The potential energy going into the rope is .959+x meters (x is the distance the rope stretches).

the stored energy in the rope is 1/2 k x^2

set them equal, solve for x.

To solve this problem, we need to calculate the amount of rope stretching required to bring the climber to rest.

We can use the concept of energy to solve this problem. When the climber falls, the potential energy of the climber is converted into the potential energy stored in the stretched rope.

The potential energy stored in a spring is given by the formula:

PE = (1/2) * k * x^2

Where:
PE is the potential energy stored in the spring (rope)
k is the spring constant
x is the amount of rope stretching

Given:
The mass of the climber (m) = 74.2 kg
The spring constant (k) = 1.62 x 10^3 N/m
The distance fallen (d) = 0.959 m

To bring the climber to rest, the potential energy stored in the rope should be equal to the gravitational potential energy of the fallen distance.
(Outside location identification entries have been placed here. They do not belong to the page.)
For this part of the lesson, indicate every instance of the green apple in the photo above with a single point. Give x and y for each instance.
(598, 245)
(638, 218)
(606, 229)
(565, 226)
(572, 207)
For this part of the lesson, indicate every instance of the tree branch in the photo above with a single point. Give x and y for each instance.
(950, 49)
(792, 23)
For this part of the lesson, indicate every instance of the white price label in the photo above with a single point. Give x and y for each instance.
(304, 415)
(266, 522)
Gravitational potential energy (PEg) can be given by:

PEg = m * g * h

Where:
m is the mass of the climber
g is the acceleration due to gravity (approximately 9.8 m/s^2)
h is the fallen distance

Now we can equate the potential energy stored in the spring to the gravitational potential energy:

(1/2) * k * x^2 = m * g * h

Plugging in the given values:

(1/2) * (1.62 x 10^3 N/m) * x^2 = (74.2 kg) * (9.8 m/s^2) * (0.959 m)

Simplifying:

(1.62 x 10^3 N/m) * x^2 = (74.2 kg) * (9.8 m/s^2) * (0.959 m) * 2

x^2 = ((74.2 kg) * (9.8 m/s^2) * (0.959 m) * 2) / (1.62 x 10^3 N/m)

x^2 ≈ 3.564 m^2

Taking the square root of both sides:

x ≈ √3.564 m

x ≈ 1.885 m

Therefore, the rope will stretch approximately 1.885 meters when it breaks the climber's fall and momentarily brings him to rest.
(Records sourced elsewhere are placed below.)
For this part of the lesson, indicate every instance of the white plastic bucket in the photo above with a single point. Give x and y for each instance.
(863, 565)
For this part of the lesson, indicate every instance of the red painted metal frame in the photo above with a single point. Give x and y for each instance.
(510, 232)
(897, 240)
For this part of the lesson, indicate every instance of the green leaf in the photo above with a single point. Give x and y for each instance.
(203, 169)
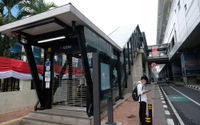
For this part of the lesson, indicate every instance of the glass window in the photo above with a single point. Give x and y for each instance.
(9, 84)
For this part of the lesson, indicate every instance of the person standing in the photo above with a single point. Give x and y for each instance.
(142, 98)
To find how much the rope is stretched when it breaks the climber's fall, we need to determine the amount of potential energy stored in the stretched rope when it momentarily brings him to rest. We can calculate this using the formula for the potential energy stored in a spring:

Potential Energy = (1/2) * k * x^2

Where:
k = spring constant
x = displacement from the equilibrium position

Given:
Mass of the climber (m) = 74.2 kg
Spring constant (k) = 1.62 x 10^3 N/m
Displacement (x) = 0.959 m

Now, let's calculate the potential energy stored in the stretched rope:

Potential Energy = (1/2) * k * x^2
= (1/2) * (1.62 x 10^3 N/m) * (0.959 m)^2

Calculating this expression:

Potential Energy = 717.122 J

Therefore, when the rope breaks the climber's fall and momentarily brings him to rest, the rope is stretched and stores approximately 717.122 J of potential energy.